In other passages, scribes agree with Jesus:
- In Luke 20:39, scribes agree with Jesus about the resurrection.
- In Mark 12:28-34, the scribe (mentioned above) agrees that Jesus has spoken well about the greatest commandments.
In many New Testament Scriptures, scribes, lawyers and Pharisees have even become disciples of Jesus:
- In Matthew 8:19, a scribe asks to be a disciple.
- In Acts 15:5, some Pharisees had believed the gospel.
- In Titus 3:13, Paul asks Titus to send “Zenas the lawyer” with Apollos; here he appears to be financially endorsing a scholar with a traveling ministry.
- Paul himself was a Pharisee, and proclaims himself “a Pharisee, son of a Pharisee” well after becoming a follower of Jesus (Acts 23:6, 26:5, Phil. 3:5).
There are also New Testament passages where scholars, teachers, and Pharisees receive Jesus’ spiritual ministry:
- In Mark 9:14, scribes came seeking healing.
- In Luke 5:17, Pharisees and teachers came from every town, and “the power of the Lord was present.”
In a surprising number of passages, scribes and Pharisees defend Jesus and the apostles from the persecution of others:
- In Luke 13:31, some Pharisees warned Jesus of persecution from Herod.

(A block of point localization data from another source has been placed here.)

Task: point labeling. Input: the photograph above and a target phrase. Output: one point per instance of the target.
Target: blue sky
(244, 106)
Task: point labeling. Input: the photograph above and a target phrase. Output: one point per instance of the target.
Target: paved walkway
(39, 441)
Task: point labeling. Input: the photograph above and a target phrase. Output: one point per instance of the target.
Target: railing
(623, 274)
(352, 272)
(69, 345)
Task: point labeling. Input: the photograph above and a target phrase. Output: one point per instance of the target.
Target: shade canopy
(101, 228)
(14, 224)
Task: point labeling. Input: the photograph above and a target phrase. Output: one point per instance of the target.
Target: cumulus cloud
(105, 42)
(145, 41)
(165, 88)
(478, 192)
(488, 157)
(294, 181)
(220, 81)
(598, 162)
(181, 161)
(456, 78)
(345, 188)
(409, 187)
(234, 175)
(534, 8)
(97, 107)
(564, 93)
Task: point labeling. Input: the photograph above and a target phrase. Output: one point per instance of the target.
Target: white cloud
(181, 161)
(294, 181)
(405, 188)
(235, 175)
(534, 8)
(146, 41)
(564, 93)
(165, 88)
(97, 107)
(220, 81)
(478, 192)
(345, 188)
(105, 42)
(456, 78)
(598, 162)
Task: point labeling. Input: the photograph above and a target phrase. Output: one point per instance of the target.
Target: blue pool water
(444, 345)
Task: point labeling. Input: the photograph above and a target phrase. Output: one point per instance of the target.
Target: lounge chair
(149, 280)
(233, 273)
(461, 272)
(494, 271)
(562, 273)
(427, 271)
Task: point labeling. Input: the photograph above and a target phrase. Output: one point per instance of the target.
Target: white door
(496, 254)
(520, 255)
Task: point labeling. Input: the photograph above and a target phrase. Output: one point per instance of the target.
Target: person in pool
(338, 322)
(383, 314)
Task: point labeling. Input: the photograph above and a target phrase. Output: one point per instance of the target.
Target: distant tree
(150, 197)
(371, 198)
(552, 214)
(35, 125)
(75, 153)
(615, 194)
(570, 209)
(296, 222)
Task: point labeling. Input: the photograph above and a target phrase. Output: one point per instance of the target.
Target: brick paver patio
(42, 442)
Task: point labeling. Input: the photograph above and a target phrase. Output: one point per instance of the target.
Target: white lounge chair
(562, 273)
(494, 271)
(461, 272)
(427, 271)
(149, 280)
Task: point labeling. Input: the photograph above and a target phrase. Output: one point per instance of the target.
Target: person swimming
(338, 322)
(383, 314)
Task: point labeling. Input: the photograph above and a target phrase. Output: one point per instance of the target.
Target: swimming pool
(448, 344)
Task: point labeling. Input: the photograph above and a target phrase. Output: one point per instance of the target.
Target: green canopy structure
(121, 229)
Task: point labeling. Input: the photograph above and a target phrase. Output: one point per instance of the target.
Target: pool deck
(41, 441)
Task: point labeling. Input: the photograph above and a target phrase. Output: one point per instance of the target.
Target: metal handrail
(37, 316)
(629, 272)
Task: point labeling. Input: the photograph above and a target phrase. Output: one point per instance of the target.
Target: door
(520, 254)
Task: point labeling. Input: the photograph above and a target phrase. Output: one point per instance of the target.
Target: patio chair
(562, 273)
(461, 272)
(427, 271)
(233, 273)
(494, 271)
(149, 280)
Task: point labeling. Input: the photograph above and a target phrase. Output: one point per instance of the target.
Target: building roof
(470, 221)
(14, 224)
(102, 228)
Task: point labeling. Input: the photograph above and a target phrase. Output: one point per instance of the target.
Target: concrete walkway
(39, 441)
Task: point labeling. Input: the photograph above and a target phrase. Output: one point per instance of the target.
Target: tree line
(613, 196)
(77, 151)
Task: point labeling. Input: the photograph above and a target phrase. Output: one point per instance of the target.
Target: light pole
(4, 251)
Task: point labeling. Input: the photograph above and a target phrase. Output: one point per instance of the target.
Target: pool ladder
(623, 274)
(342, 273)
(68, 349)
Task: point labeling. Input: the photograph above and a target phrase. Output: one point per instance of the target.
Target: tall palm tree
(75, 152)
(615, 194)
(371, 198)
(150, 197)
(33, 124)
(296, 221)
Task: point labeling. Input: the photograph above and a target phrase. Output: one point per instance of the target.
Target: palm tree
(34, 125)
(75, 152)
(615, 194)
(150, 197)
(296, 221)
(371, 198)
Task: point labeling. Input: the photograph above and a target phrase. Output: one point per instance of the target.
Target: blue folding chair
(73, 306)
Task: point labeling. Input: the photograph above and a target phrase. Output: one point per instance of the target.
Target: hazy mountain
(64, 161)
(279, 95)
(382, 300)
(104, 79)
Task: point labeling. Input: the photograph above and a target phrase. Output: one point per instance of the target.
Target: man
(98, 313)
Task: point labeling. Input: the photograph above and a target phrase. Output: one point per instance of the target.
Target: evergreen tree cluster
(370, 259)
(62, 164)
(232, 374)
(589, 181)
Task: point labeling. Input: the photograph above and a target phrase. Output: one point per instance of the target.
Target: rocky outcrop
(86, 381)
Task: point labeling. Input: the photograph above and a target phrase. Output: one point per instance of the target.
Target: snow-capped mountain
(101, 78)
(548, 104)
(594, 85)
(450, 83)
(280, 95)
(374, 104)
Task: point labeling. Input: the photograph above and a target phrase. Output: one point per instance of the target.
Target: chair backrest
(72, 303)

- In John 7:50, Nicodemus (a Pharisee) publicly defends Jesus.
- In Acts 19:35, a scribe calmed the mob in Ephesus.
- In Acts 23:9, scribes of the Pharisees wanted to release Paul.
- In Acts 5:34, Gamaliel (a Pharisee) advises the Sanhedrin to release the apostles.
The above passages resist caricatures of the Pharisees, who were a large and presumably diverse group. Rather, unlike the Sadducees, many Pharisees became followers of Jesus, or defended him against others of their sect.
More importantly, though, there is a clear and legitimate role for theologians in Jesus’ teaching. He does not exclude all intellectuals with a wave of his hand; rather, in Matthew 13:52 and 23:34, he maintains space for scholars and experts who maintain a high regard for God and his words.